Thanks for the info on this, CrohnieToo. I looked at Servier's site. It does say the patients who dropped out of the study did so because of nausea. I'm trying to make sense of the numbers regarding the venous thromboembolism...It looks like 0.7% or 7 out of 1000 had it, which was about 42% greater than those on placebo, so I guess that the normal risk for VTE is about 4-5 people out of 1000, according to their study. Hence their recommendation that people at risk for VTE not take the drug. Of course, it may be years before we in the USA see it, so by then there should be a lot more post-marketing data available.

My rant on the FDA:
There was a time when the FDA was accused of being too slow to approve new drugs and was depriving patients of drugs that might be beneficial for them. Due to these complaints, Congress passed a new law in 1992 allowing the FDA to make its drug approval process much faster.

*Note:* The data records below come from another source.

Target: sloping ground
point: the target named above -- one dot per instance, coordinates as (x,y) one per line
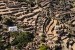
(50,28)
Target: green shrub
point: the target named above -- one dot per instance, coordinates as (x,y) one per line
(43,47)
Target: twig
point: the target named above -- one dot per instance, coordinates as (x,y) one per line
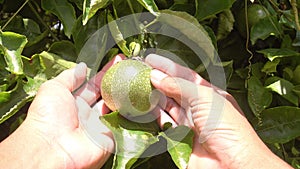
(14,15)
(295,11)
(42,21)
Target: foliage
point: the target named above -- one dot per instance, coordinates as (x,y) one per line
(39,39)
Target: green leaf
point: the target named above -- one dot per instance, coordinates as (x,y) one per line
(271,66)
(27,27)
(131,138)
(12,44)
(259,98)
(284,88)
(279,124)
(53,64)
(296,89)
(209,8)
(264,28)
(179,144)
(17,100)
(65,49)
(273,53)
(4,97)
(90,7)
(79,3)
(117,34)
(150,6)
(225,25)
(131,7)
(64,11)
(81,34)
(186,25)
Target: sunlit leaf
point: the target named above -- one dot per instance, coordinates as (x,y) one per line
(179,144)
(64,11)
(12,45)
(4,97)
(264,28)
(284,88)
(131,138)
(208,8)
(271,66)
(150,6)
(186,25)
(279,124)
(90,7)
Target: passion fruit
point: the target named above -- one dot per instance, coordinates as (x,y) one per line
(126,87)
(255,12)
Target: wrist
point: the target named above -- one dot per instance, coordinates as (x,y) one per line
(258,155)
(31,150)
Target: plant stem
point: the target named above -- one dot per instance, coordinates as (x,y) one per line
(295,11)
(42,21)
(14,15)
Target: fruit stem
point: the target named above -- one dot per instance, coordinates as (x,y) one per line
(295,11)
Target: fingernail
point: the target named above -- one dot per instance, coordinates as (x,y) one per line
(157,76)
(149,59)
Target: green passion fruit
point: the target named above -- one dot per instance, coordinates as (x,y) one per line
(126,87)
(255,12)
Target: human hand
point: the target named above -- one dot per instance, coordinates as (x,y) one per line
(223,136)
(52,126)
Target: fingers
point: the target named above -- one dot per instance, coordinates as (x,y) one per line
(72,78)
(182,91)
(174,70)
(90,92)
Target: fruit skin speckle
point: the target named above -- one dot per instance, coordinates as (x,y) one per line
(126,87)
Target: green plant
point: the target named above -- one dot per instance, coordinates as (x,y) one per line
(39,39)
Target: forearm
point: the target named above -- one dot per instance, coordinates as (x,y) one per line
(26,149)
(258,155)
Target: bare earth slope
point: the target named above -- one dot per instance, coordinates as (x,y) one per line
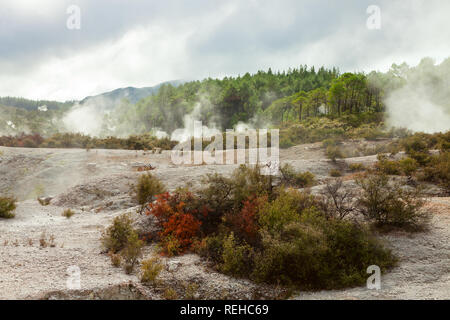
(96,185)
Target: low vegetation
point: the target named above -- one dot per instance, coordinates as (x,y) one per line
(7,207)
(151,268)
(147,187)
(120,238)
(293,178)
(389,205)
(248,228)
(68,213)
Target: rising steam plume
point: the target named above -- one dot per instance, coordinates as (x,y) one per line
(422,102)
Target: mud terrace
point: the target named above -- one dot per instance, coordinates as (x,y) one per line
(96,185)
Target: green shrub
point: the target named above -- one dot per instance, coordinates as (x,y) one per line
(275,215)
(335,173)
(131,252)
(316,253)
(116,236)
(68,213)
(438,170)
(146,188)
(151,268)
(116,259)
(390,205)
(408,166)
(333,153)
(236,257)
(386,166)
(7,207)
(354,167)
(330,142)
(297,179)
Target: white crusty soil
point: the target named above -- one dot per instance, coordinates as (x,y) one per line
(96,186)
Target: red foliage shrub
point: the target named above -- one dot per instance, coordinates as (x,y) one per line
(179,223)
(245,223)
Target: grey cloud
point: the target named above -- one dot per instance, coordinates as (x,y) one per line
(194,39)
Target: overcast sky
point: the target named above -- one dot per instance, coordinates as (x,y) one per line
(144,42)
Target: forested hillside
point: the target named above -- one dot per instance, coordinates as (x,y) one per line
(297,101)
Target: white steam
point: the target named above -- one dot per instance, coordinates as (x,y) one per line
(186,133)
(422,103)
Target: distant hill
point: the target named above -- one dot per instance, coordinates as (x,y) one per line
(131,93)
(30,105)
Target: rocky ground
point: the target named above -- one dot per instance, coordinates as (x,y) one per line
(96,185)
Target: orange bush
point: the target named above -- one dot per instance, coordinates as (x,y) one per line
(245,223)
(178,222)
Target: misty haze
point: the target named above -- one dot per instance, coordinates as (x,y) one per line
(314,140)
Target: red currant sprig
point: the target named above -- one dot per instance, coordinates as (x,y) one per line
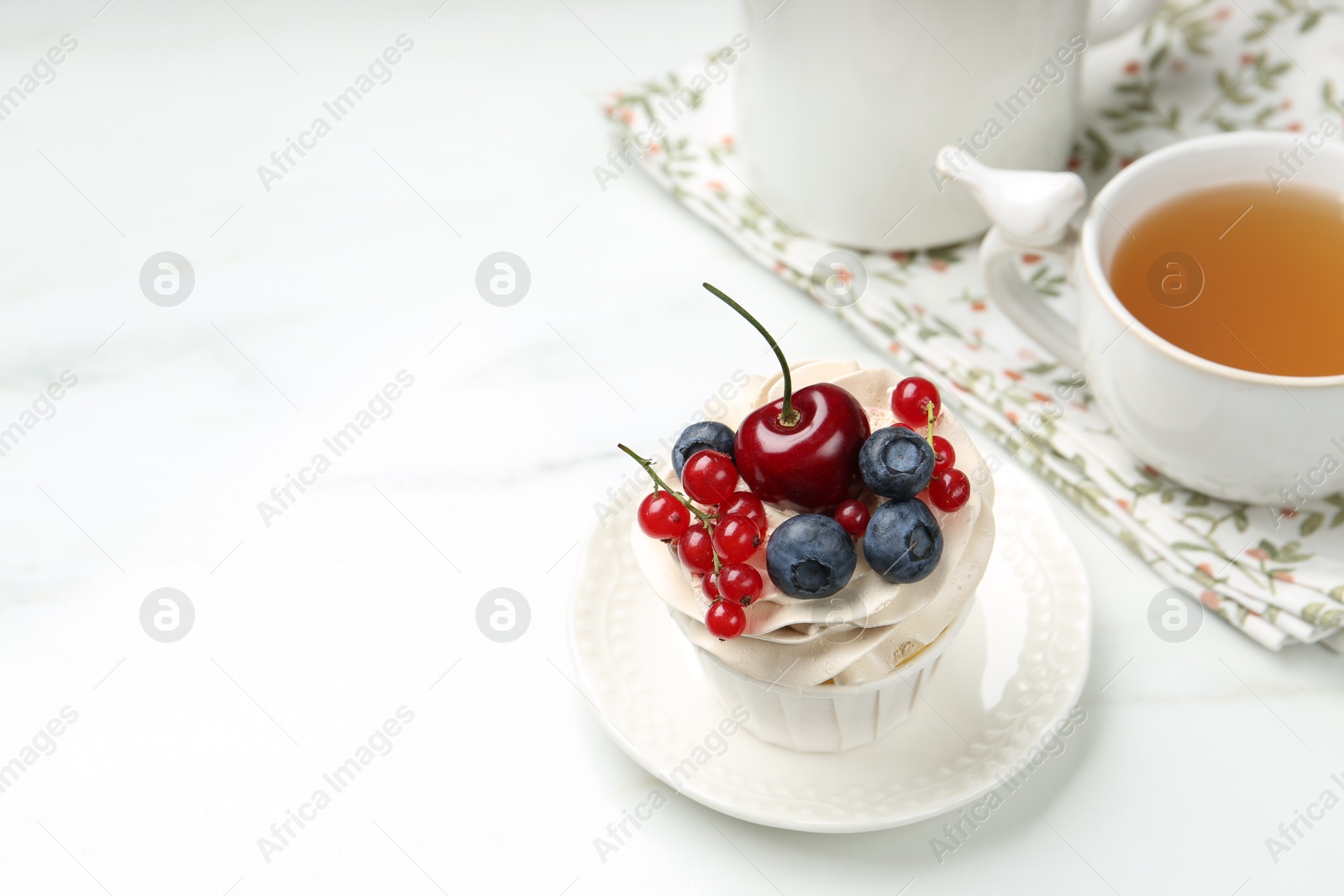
(726,620)
(696,546)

Having the drug companies conduct their own studies is indeed problematic, but I'm not sure that we should have the FDA conduct them either. Think of the HUGE bureaucracy it would require to test all the drugs in the pipeline. And considering their past performance, I'm not sure I'd be willing, as a taxpayer, to finance it. Perhaps an independent company should do all clinical trials? I wonder if that's at all feasible, because who would pay for it? That company could also be required to follow up on post-marketing adverse events and report them to the FDA which I agree is the most serious defect in the current scheme of things.

By the way, I looked it up and it seems that diphosphonate is just another way of saying biphosphonate, di- and bi- both being root words for "two".